At 1:00 with what I thought was my full day's quota of beer under my belt (it's good to have a plan… and not to worry too much if things don't go to plan) I spent an hour strolling around the festival grounds, buying a souvenir or two and sampling some small foods and sweets. The grounds were a lot more crowded but still easily navigable; lots of families with small children, strollers, etc. in the mix now.
At 2:00 I strolled into the Paulaner Festhalle tent and now, as a seasoned seat-finding pro, sat right down with a group of Italian and German youngsters. My third litre of beer of the day was a revelation: lightly sweet, with a citrus, malt and faintly raisin taste. Wow – it was really good! Again, an extremely smooth finish in the mouth and fatally drinkable.
The Paulaner tent was jammed and the 12-piece band, on a raised dias in the center of the room, complete with a rocking horn section (and sax-playing fraulein), cranked through endless German tunes and lots of American frat-party classics. I'm talking about the Rhino records stuff, like Shout!, Wooly Bully, and Gimme Some Lovin' (gad – will that Spencer Davis hit never die?!). The crowd loved it. The folks at my table left and their places were soon taken by the arrival, along with my fourth litre, of a group of middle-aged Italian men, who I quickly figured out were from Venice. One is a gondalier and, as I headed there Monday, it was fun talking with some of the Venetian locals. When they were trying to guess my nationality, they tossed out “Harley-Davidson” and were soon on to me. We sang, we drank, we stood, we cheered.
It's always interesting to observe the group dynamics in these situations. There's always one “class clown” who, if not in command, is at least intent on creating fun. This person will be loud, may be rude, will take risks, and gets everyone laughing. I saw this in many groups of men and certainly in the Venetians. I guess it takes one to recognize one.
At 4:00 we were kicked out of our table so it could be available for those who reserved it and we said our goodbyes. The place was really packed and getting to the tent's huge WC through the crowd took a lot of work. I finally escaped outside to the midway where I discovered the crowd had grown to almost gridlock, too. I parked myself in a good location and people-watched for a while and noticed other odd bits. Did you know they sell bratwurst by the meter? Yes, apparently you can buy .25, .5 and 1-meter of it, on a bun, ready to eat.

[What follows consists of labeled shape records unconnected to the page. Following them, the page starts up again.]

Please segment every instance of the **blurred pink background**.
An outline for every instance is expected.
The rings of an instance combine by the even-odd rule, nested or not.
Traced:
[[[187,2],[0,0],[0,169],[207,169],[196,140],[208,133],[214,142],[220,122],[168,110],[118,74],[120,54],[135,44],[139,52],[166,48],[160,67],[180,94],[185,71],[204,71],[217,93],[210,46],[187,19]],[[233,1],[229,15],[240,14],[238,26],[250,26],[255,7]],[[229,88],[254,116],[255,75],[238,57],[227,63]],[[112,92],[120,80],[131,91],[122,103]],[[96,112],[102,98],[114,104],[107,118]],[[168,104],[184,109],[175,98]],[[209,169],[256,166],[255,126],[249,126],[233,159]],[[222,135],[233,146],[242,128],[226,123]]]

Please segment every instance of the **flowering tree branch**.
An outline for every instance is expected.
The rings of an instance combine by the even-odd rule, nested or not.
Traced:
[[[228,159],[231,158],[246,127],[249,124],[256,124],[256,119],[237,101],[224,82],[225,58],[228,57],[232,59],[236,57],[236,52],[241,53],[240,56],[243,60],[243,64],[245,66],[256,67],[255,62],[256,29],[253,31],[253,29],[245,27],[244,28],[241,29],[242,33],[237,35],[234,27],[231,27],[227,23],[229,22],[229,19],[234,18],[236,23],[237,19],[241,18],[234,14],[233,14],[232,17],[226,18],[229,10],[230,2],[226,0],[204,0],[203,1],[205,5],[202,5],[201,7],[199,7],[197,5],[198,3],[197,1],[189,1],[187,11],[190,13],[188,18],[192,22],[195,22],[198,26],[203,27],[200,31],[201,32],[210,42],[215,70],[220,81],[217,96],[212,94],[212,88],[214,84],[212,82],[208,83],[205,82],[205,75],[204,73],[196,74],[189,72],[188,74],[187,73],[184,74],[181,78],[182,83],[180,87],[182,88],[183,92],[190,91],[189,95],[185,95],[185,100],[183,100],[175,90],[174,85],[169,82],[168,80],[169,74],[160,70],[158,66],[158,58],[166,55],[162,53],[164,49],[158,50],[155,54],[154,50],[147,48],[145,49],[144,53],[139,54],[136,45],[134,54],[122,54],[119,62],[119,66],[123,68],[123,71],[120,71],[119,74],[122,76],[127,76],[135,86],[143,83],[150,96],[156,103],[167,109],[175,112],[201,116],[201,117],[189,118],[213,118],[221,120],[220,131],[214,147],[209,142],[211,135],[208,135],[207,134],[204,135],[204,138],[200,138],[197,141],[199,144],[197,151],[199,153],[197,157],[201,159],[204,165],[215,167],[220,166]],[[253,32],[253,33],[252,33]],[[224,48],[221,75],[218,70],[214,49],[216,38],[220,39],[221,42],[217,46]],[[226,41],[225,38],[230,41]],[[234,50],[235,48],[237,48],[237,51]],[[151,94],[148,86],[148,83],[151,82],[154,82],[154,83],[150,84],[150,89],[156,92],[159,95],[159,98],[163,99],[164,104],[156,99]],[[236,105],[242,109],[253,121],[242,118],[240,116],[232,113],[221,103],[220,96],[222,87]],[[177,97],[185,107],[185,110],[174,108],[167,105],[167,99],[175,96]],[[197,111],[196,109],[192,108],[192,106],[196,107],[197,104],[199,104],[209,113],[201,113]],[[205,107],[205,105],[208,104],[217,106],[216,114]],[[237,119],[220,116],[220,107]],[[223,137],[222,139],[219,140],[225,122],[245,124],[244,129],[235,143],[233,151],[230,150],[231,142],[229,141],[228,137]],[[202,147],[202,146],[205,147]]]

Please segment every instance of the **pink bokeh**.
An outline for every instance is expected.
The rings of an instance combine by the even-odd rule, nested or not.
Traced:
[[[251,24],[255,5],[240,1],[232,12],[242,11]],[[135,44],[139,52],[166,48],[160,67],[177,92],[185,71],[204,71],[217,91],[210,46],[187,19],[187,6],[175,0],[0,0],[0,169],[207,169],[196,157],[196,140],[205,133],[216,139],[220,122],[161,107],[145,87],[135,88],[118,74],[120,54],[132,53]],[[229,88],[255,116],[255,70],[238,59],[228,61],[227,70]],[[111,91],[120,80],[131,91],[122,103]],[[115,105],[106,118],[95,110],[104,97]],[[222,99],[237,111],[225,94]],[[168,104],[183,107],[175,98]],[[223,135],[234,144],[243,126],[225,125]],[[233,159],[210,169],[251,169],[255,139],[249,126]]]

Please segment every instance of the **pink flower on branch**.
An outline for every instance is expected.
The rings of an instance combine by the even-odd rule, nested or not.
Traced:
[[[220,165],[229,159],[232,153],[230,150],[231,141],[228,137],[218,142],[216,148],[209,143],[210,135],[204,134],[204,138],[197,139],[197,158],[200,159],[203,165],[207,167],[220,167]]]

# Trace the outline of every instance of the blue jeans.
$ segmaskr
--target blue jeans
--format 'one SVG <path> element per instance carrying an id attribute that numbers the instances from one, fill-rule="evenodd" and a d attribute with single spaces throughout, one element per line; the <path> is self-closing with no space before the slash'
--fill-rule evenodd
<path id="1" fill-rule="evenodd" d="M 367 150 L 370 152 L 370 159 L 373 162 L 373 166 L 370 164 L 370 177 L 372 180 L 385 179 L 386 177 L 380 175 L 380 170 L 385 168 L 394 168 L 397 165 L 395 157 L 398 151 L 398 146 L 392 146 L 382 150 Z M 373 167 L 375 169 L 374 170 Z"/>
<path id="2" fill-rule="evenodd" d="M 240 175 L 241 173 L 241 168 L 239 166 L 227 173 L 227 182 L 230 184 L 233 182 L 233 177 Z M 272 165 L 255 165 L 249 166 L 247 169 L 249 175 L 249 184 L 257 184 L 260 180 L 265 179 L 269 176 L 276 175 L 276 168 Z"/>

Well, I was feeling pretty lively then but was saved by the fact that I was broke (1 beer = 9.6 euros, chicken = 9.7 euros, souvenirs, postcards, stamps, etc. cash only, please) and probably couldn't have gotten into any tents, all of which had now sprouted long entry lines, anyway. So at 5:00 pm I headed back to my hotel. I was clearly intoxicated (let's see: 4 x 33 = 132 oz. / 16 oz. = 8.25 Mad Fox pints at 6%) but having spread them out throughout the day, I was in good shape and slept well without any serious after effects. Let's not talk about gross calorie intake, please.
I went back to the festgrounds this morning to mail some postcards there so they'd get the official Oktoberfest stamp cancellation. Today is the next to last day of the festival and, at 10:30 am, the crowd was as big as it was at 5:00 yesterday. Good golly, I can't image what it will be like tonight. The tents are open until around midnight and I'm sure they'll be rockin'. My visit was a great experience and I recommend it to you!